Following its 2021 Dark Patterns enforcement policy, the FTC recently issued a staff report on the practice. The report summarized many of the cases the agency has brought against companies it alleges have engaged in “dark patterns” designed to “get consumers to part with their money or data.” These include using design elements that induce false beliefs, that delay important and material information, that lead to unauthorized charges, or that subvert or confuse privacy choices.

In this new report, the FTC provides businesses with strongly-worded instructions about how to avoid collect personal information from consumers in a way that might be viewed as a dark pattern. These include:

  • Not setting system defaults to collect more information than a consumer would expect, or to use information in a way that consumers would not expect.
  • Making it easy for consumers to chose how their information gets used. Specifically, the FTC cautions against having multiple screens through which a consumer needs to navigate to exercise choice, or having ambiguously or confusingly worded toggle buttons.
  • The FTC also urges companies to look at the user interfaces they create from the perspective of the consumer.

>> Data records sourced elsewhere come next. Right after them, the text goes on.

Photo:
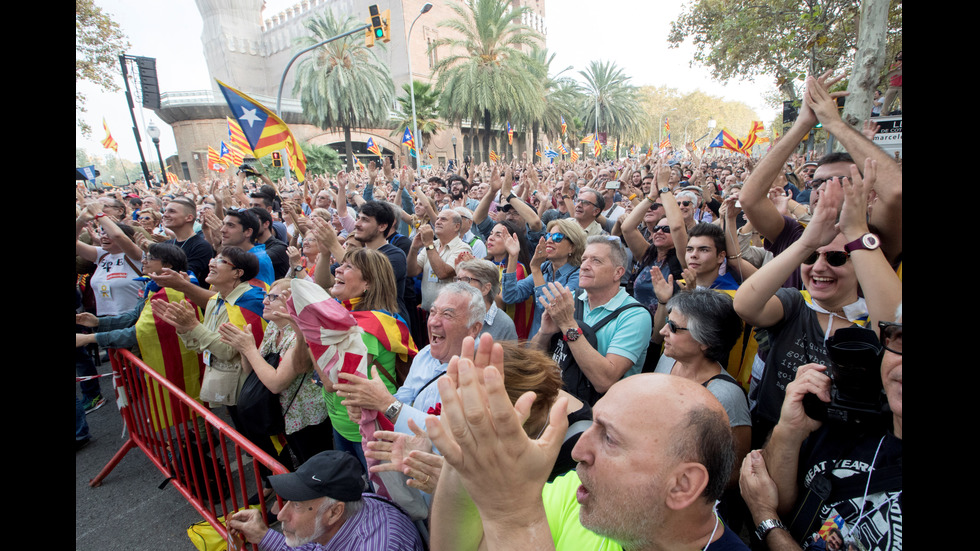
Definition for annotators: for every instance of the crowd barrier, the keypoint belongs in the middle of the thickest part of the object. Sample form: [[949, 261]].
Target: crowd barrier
[[200, 454]]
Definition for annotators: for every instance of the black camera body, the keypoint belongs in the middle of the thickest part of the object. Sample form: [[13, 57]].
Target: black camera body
[[856, 394]]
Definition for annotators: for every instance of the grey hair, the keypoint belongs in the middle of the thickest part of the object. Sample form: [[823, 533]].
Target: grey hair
[[477, 308], [486, 272], [711, 319], [616, 252]]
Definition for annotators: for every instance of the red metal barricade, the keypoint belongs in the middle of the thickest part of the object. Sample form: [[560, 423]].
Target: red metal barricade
[[201, 455]]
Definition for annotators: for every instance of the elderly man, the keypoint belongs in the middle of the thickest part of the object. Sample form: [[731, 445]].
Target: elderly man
[[860, 465], [639, 485], [456, 313], [436, 262], [327, 508], [621, 343]]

  • Finally, the FTC provides specific direction about collecting and using sensitive information. Companies should make choices about how this information is going to be used clear and understandable, and give people the tools and information they need to exercise their choices. If sensitive information is sold, companies should vet the purchasers, how the purchasers will use the information, and importantly, monitor buyers’ use of the sold information.

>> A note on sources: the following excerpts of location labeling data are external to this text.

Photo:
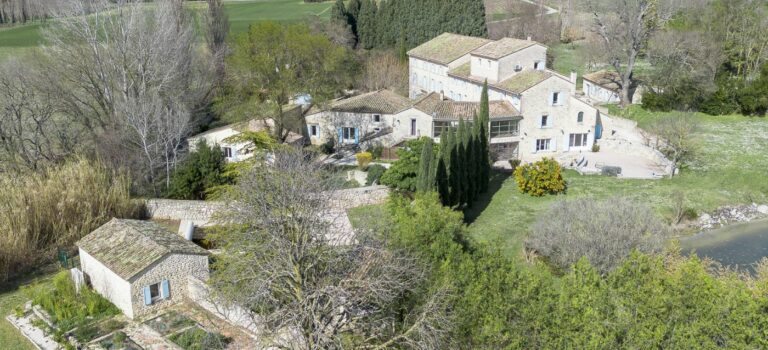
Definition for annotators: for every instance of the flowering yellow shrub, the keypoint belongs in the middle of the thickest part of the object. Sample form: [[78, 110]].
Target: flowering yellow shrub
[[540, 178]]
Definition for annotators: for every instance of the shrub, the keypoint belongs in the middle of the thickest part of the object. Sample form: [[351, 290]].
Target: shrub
[[374, 174], [376, 151], [41, 211], [328, 147], [605, 232], [540, 178], [201, 171], [363, 160], [67, 308]]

Putting It Into Practice: This report follows on the heels of the FTC’s proposed privacy rulemaking and signals its ongoing concern that notice and choice presented to consumers be clear and understandable. Much of the advice in the report is familiar and indicate the FTC’s expectations of companies. Of note are (1) the direction to review user interfaces and (2) to monitor use of information (especially sensitive information) after it has been sold to third parties.